You can walk down the streets of the cities, villages and towns at any time of the day and not feel threatened or fear for your well-being and safety. You will see children as young as 5 and 6 years old walking to and from school by themselves. This is definitely one of the most noticeable and cherished experiences of holidaying in Japan and is a reason why it is a great destination to bring your kids. It makes for a much more relaxing holiday knowing that your children will be safe while exploring. Even if they were to be out of your sight for a few seconds while you enjoy your moment, you can be sure that they will be okay.
When you walk around the streets or subway stations, one of the most shockingly pleasant scenes is how clean everywhere is. There is no rubbish in sight and even the roads themselves look as if they have been cleaned by mini elves. The Japanese take pride in cleanliness and this starts from an early age. Children learn about it in school and they themselves participate in cleaning activities. It is a tradition that they clean their own classrooms, bathrooms and other spaces, as well as serving their own lunches and cleaning up after themselves at the end. This teaches them the life skills to become a responsible citizen.
This is a great example for your children to see and admire. If your children are very young, they may yet be able to recognise the difference between cleanliness and dirtiness. But this makes Japan a great place to expose them to what a clean environment is like and how it should be. They can visually experience what cleanliness is and bring back home this notion that they can practise and achieve in their own lives. And even if you can’t manage to convince them, at least you can have a sense of relief knowing that you are highly unlikely to have that horror moment of finding a lolly that has made its way into your child’s mouth from the ground.

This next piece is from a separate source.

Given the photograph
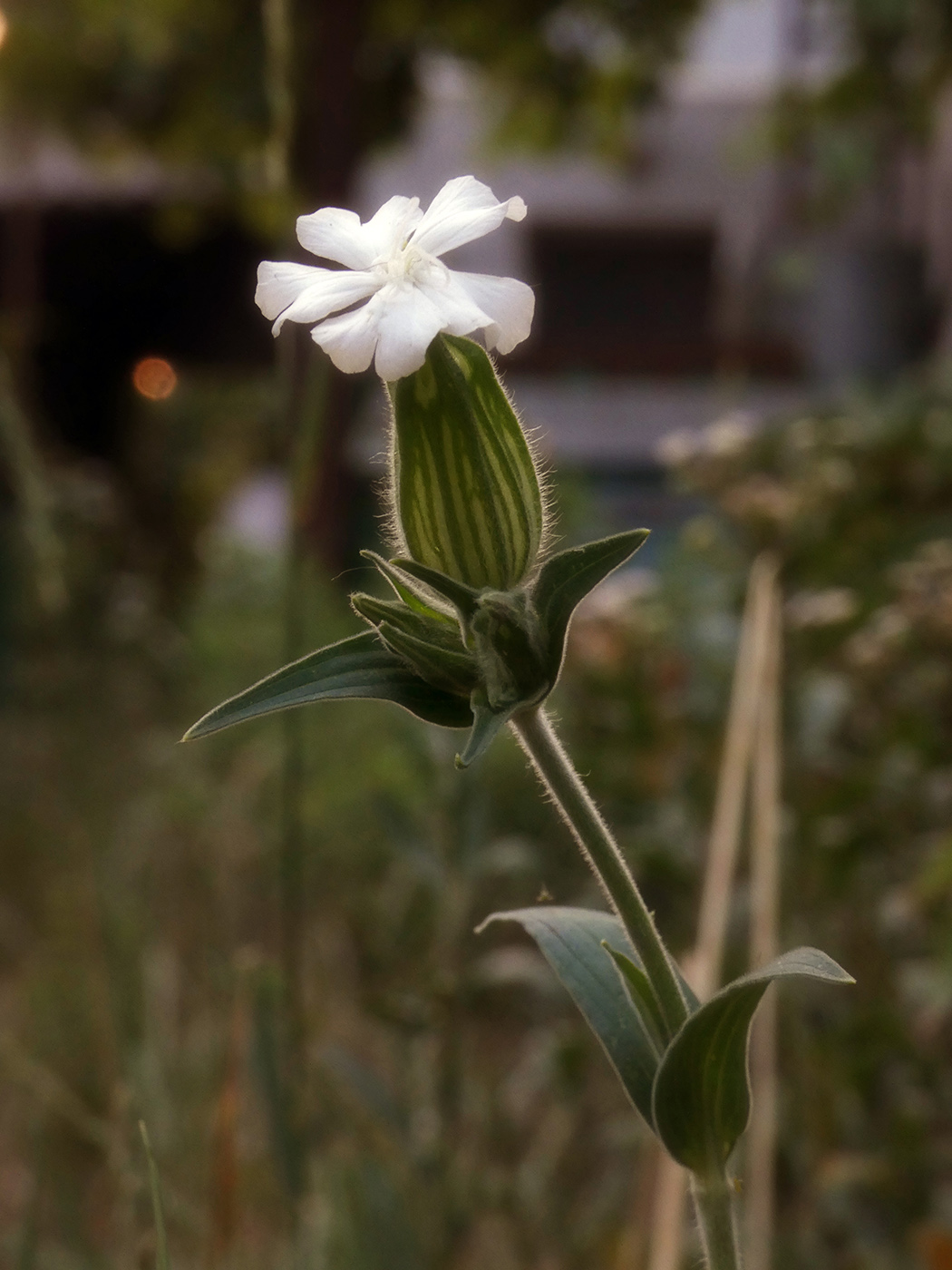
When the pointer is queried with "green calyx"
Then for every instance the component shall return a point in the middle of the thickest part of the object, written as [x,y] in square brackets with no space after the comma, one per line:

Japan is a fascinating country that offers visitors a truly educational experience. Being one the few countries in the 21st century that maintains a strict migration policy, it has managed to retain its traditional culture. While some aspects of the culture may seem archaic, other aspects of the culture are eye-opening and educational, especially for your children.
One of the first things you will notice when arriving in Japan are the people’s manners. They are very polite, friendly, and soft-spoken. If you are in trouble, or need assistance, they will do all that they can to try and help you, even if they cannot speak English well. This attitude is present across the entire Japanese population and not limited to a few individuals. For this behaviour and culture to exist throughout a country in modern society is quite extraordinary and is something that your children must see and experience. Though they may not understand the importance of it at such a young age, exposure is important.
Another notable characteristic of Japanese culture is their respect for each other and the collectivist approach towards society. This is a stark difference to the more modern idea of the self. In situations such as natural disasters when people must go to the shops to stock up on supplies, the citizens will line up quietly without complaint and wait their turn. If supplies run out, they will not cause a scene. They will accept the situation and come back to line up the next day. They value that the person is in fact part of a whole and the contribution made is to benefit society rather than the individual. As modern education teaches children to be independent and focused on self-learning and improvement, visiting Japan is a great way to show them (and reminding ourselves!) that thinking of others in our actions is just as important as the self.
So while there are the usual reasons for visiting Japan with your children, such as indulging in the delicious food and seeing all the amazing sights of temples and skyscrapers, taking a closer look at the people and into the culture itself will be a learning experience and extremely beneficial for your children’s learning and development.
Lastly, of course one of the main reasons kids should have their holidays in Japan is because of the snow. Japan has over 500 ski resorts all over the country, which were built during the boom of the 1980s. Skiing became so popular that even some of the smallest towns had a small ski resort with one chairlift. These days many of the smaller local resorts (known as ski-jos) are closed but there are many that have undergone growth and development to become world-renowned resorts. The resorts on the north island of Hokkaido, like Niseko, Rusutsu and Tomamu are known for the famous powder snow – the fluffy dream-like puffs of powder – and the great amounts of natural snowfall. Niseko, for example, does not have snow-making facilities as the resort sees over 15m of snowfall annually. It is also, of all the Japanese snow resorts, the most popular and favoured by families. With the ease of accessibility to the mountain and within the resort, a wide variety of on-snow and off-snow activities, a diverse offering of both Japanese and international cuisines, and a local community of global citizens who you can easily communicate with in your own language, it makes what is usually a stressful holiday, hassle-free.
Japan is truly a magical place for your children to experience, learn from and grow. And with the global rising temperatures and decreases in snowfall annually, now is the time, more than ever, to bring your kids to Japan for your next winter holiday before it all melts away.